When to Replace Your Tires

by Rich Ellis

Tires are one of a vehicle’s most important components because of the oversize role they play in affecting ride, handling, stopping distance, fuel mileage and safety. They are literally where the rubber meets the road.  That’s why it’s important to recognize when it’s time for new tires by following these tips. 


Tread depth


As tires wear, the tread depth becomes shallower, and the grip your tires can deliver – particularly in snow and rain – decreases too. New tires last 30,000 to 50,000 miles if cared for properly. Some all-season tires can last longer.  A quick look tells whether tires are nearing the end of their life. Examine the tread depth to see how deep it is. At the same time, look for raised bars that run perpendicular across the tire tread. The bars are wear indicators, and the closer they get to being level with the surface of the tread (2/32" of tread remaining), the sooner you’re going to need new tires. It’s recommended that tires be replaced before or when the tread depth is down to 2/32", as compared to an 11/32" depth when new. A tire tread depth gauge will provide that answer, or you can use the old “penny trick." Insert a penny, with Lincoln’s head facing down, into the tread. If all of Lincoln’s head is visible, your tires have less than 2/32" of tread depth and need to be replaced. 


Wear pattern


Tread depth should wear evenly across the tread and at the same rate on all four tires. However, a variety of factors can cause tires to wear unevenly, which is why they need to be rotated every 6,000 to 8,000 miles to help even out that wear. Look for signs of uneven wear, particularly on the outer edges of the tire’s tread where it often appears first. If the uneven wear can’t be stopped through rotation or fixing what’s causing the wear, the tire(s) may need to be replaced as the tread depth in the problem area becomes too shallow.


Tire Age


Tires typically wear out before they “age out," but on some vehicles, such as a trailer or car that’s used infrequently, the tires may need to be replaced simply because they’re too old. Depending on whom you ask, tires should be replaced six to ten years after their manufacture date. That’s because the chemical components in the tires begin to break down, subjecting them to potential dry rot and failure. Determine tire age by looking on the sidewall for a code that begins with DOT (U.S. Department of Transportation). The last four numbers indicate the week and year of manufacture – 2116 indicates the tire was made in the 21st week of 2016.


Replace all four tires


When it is time for new tires, it’s recommended to replace all four at the same time. On all-wheel drive vehicles, it’s practically mandatory. Here’s why:  as tread wears away, the tire’s circumference changes too. On an all-wheel drive vehicle, if you replace just one tire, that new tire’s circumference will be different from the other tires, and that can wreak havoc on drivetrain components, damaging the transmission and/or CV (constant velocity) joints.

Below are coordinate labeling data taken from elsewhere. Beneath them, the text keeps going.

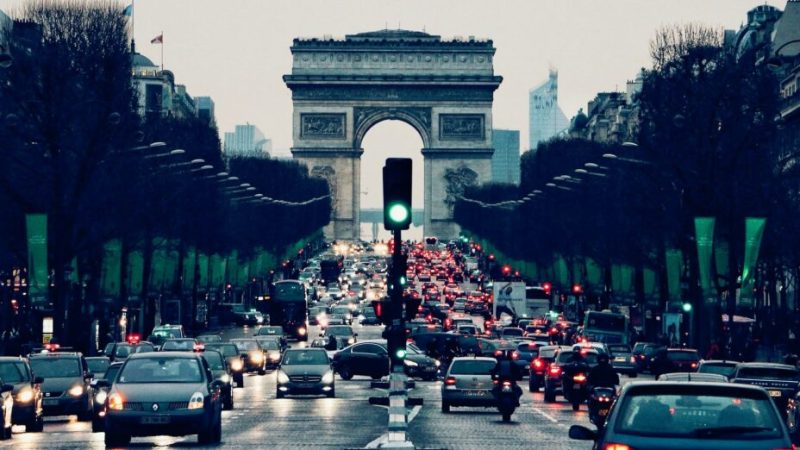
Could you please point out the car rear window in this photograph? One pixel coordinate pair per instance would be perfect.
(475, 367)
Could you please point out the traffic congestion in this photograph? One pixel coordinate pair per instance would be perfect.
(474, 349)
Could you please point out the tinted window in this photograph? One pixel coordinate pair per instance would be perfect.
(56, 367)
(161, 370)
(13, 372)
(475, 367)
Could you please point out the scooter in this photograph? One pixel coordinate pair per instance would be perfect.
(600, 400)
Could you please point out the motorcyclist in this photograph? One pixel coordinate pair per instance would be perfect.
(507, 370)
(603, 375)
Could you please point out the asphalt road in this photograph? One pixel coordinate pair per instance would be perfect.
(259, 420)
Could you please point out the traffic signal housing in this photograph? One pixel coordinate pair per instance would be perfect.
(397, 194)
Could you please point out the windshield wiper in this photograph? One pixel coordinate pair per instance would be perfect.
(732, 430)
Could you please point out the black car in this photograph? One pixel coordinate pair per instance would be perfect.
(305, 371)
(66, 387)
(27, 392)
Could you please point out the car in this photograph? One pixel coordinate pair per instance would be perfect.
(305, 371)
(780, 380)
(674, 360)
(540, 365)
(172, 393)
(66, 387)
(234, 359)
(100, 395)
(222, 373)
(660, 415)
(181, 345)
(27, 392)
(97, 365)
(468, 382)
(252, 355)
(622, 359)
(722, 367)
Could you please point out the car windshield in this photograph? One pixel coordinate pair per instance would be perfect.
(161, 370)
(13, 372)
(305, 358)
(768, 373)
(339, 331)
(698, 414)
(244, 346)
(56, 367)
(473, 367)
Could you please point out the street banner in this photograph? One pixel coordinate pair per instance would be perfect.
(135, 275)
(753, 232)
(674, 261)
(111, 273)
(38, 283)
(704, 238)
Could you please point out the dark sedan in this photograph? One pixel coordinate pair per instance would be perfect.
(27, 393)
(305, 371)
(170, 393)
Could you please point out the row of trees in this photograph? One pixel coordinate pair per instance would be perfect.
(706, 147)
(75, 148)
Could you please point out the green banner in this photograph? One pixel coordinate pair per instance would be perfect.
(112, 269)
(38, 283)
(674, 261)
(704, 238)
(134, 277)
(753, 232)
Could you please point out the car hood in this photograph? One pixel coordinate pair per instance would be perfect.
(60, 384)
(305, 370)
(160, 392)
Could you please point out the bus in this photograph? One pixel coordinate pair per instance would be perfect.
(606, 326)
(289, 308)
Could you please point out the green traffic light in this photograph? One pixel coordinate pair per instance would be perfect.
(398, 213)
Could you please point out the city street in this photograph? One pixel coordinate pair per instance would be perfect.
(259, 420)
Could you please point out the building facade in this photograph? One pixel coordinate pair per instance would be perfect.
(505, 160)
(546, 119)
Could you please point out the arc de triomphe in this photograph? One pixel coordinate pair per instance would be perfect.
(444, 89)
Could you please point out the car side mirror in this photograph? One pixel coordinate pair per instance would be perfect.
(582, 433)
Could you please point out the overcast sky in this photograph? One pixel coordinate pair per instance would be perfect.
(237, 50)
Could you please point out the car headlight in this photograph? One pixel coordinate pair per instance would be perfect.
(115, 402)
(237, 365)
(196, 401)
(76, 391)
(25, 395)
(282, 377)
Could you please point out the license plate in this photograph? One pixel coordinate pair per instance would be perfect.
(155, 420)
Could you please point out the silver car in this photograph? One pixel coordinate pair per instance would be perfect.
(468, 383)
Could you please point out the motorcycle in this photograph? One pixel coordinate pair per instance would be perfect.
(600, 400)
(507, 400)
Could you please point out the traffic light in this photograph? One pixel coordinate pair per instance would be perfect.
(397, 194)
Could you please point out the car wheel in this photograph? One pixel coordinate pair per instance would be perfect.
(115, 439)
(345, 373)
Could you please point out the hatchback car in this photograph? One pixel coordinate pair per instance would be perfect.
(27, 392)
(468, 382)
(172, 393)
(678, 415)
(66, 387)
(305, 371)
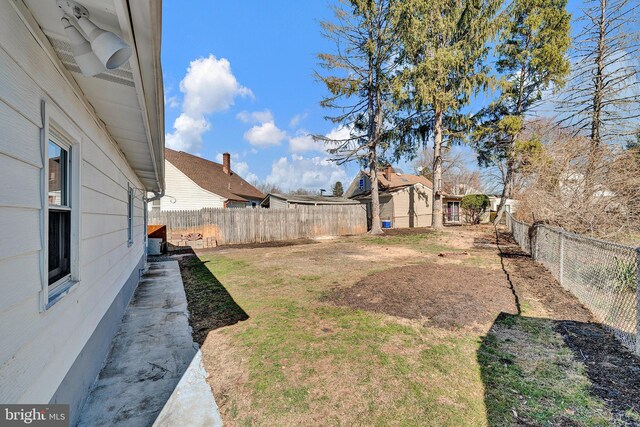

And on any type of vehicle, if you replace only the front tires but still have worn rear tires, the odds of experiencing a spin increase – particularly in bad weather – because the rear tires may lose contact with the road.


Take care of your tires – and your passengers’ safety – by inspecting tire tread depth and wear pattern at every oil change, and by checking tire pressure at least monthly.